In my last post, I talked about the computational challenges posed by graph analytics. I’d like to follow that up with a discussion of benchmarks.
The objective of a benchmark is to identify a representative problem, or suite of problems, which can be used to compare the performance of different systems. The Top 500 list (www.top500.org), for example, poses the challenge of a dense system of linear equations, and is used to identify the 500 fastest computers in the world. Great are the bragging rights of the champions… but the real benefit is the system optimization to ensure the best performance is delivered for the money spent.
The Graph 500 benchmark (www.graph500.org) arose out of a realization that graph analytic problems have computational requirements that are very different than the physics simulation problems characterized by the Top 500 benchmark. This is a good news/bad news scenario: it’s great that the importance of graph analytics is being recognized, but the actual benchmark is too limited to represent a “typical” graph workload. Let me explain.

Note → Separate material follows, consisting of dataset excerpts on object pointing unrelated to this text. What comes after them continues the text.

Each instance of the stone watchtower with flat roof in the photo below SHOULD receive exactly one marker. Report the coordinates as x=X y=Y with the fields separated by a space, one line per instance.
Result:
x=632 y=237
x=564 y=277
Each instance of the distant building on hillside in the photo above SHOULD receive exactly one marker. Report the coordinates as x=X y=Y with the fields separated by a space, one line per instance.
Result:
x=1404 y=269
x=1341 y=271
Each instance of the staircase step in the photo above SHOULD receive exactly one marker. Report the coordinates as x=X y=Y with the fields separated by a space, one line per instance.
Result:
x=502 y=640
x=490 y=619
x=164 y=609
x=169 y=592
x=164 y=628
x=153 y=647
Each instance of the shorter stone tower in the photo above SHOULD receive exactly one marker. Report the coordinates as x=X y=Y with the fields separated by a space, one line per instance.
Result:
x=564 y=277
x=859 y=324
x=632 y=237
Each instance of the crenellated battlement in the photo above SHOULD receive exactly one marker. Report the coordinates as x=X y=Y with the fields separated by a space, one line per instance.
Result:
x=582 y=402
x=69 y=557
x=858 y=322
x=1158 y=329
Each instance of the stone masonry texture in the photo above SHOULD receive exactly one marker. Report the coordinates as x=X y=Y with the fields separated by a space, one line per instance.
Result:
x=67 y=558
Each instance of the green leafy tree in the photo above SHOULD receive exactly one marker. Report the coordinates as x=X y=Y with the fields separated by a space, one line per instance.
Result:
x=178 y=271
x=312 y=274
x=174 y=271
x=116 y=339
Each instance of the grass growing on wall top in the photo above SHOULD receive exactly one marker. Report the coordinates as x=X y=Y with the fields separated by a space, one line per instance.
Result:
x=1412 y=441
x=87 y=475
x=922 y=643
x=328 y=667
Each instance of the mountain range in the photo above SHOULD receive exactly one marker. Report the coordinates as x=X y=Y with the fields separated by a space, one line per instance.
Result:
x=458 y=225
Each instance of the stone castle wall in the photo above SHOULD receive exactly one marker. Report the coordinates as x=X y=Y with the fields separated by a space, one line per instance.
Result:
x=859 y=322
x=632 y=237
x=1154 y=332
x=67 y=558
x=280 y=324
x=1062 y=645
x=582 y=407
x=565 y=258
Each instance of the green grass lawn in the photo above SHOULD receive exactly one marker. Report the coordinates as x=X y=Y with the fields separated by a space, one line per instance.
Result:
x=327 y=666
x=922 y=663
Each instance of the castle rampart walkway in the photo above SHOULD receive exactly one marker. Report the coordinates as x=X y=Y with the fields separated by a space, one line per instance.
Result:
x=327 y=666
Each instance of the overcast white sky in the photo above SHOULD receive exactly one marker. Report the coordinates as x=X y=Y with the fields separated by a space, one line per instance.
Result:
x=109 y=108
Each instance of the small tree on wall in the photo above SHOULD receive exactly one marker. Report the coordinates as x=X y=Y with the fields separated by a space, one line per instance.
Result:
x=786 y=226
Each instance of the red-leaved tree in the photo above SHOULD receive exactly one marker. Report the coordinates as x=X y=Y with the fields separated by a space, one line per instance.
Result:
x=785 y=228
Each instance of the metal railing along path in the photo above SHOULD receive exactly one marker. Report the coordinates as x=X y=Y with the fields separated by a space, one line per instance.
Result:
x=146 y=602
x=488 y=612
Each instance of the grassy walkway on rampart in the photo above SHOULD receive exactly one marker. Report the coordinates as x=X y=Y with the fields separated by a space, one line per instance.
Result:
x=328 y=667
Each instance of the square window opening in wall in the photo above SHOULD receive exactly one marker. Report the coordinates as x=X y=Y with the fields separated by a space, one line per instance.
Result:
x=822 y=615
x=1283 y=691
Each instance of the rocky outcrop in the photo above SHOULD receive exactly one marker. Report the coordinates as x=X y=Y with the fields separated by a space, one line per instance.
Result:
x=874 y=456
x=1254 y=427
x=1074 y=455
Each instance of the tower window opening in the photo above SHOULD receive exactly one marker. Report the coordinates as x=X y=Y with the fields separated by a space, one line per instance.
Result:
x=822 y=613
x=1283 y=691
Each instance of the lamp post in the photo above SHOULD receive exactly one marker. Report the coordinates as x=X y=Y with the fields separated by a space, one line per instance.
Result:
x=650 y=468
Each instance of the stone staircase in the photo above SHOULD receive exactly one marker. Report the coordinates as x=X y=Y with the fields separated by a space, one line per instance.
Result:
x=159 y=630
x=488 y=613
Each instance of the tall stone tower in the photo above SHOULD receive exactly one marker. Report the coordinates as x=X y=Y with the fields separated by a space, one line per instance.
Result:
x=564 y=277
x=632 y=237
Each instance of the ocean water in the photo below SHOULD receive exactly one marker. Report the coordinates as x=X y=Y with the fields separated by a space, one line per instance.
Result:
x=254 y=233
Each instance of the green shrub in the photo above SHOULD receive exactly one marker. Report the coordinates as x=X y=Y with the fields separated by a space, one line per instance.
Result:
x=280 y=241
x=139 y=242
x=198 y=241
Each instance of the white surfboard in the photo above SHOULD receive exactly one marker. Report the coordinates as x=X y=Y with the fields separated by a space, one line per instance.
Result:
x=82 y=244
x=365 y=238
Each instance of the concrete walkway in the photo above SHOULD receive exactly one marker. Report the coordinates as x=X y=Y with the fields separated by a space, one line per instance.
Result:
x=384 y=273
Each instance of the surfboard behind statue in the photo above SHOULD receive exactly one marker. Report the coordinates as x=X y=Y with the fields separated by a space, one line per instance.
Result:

Graph 500 uses Breadth First Search (BFS) starting from a random node in the graph as the “typical” graph application. Unlike many graph algorithms, BFS can be implemented as a “Bulk-Synchronous Parallel” algorithm. This class of algorithm is very familiar to all High Performance Computing programmers: each node does as much work as it can locally, collecting together messages that have to be sent to other nodes; then when the node hits a barrier, it transmits its collected messages and receives work from the other processors. Process the received messages, generate new ones, repeat. Inter-processor communication can be infrequent and batched. More processors equals more performance, and clever programming and big HPC systems with tens of thousands of processors will dominate the Graph 500 as long as it’s based on Breadth First Search.
Clever programming? Well, benchmark results on BFS will vary depending on how the graph is partitioned across a distributed memory compute cluster because the more work that can be done before inter-processor communication has to occur, the better. So, there are many research efforts focused on trying to calculate the optimum partitioning for BFS – which is theoretically interesting, but not terribly relevant to real world graph analytics.
So my greatest concern with Graph 500 is this: it sends the message to vendors that they do not need to innovate: that clever programming and lots of processors and caches are rewarded by a high ranking on the list.
What do you think? Should more graph analytics kernels be added to the Graph 500 list? Which graph algorithms do you think should be added?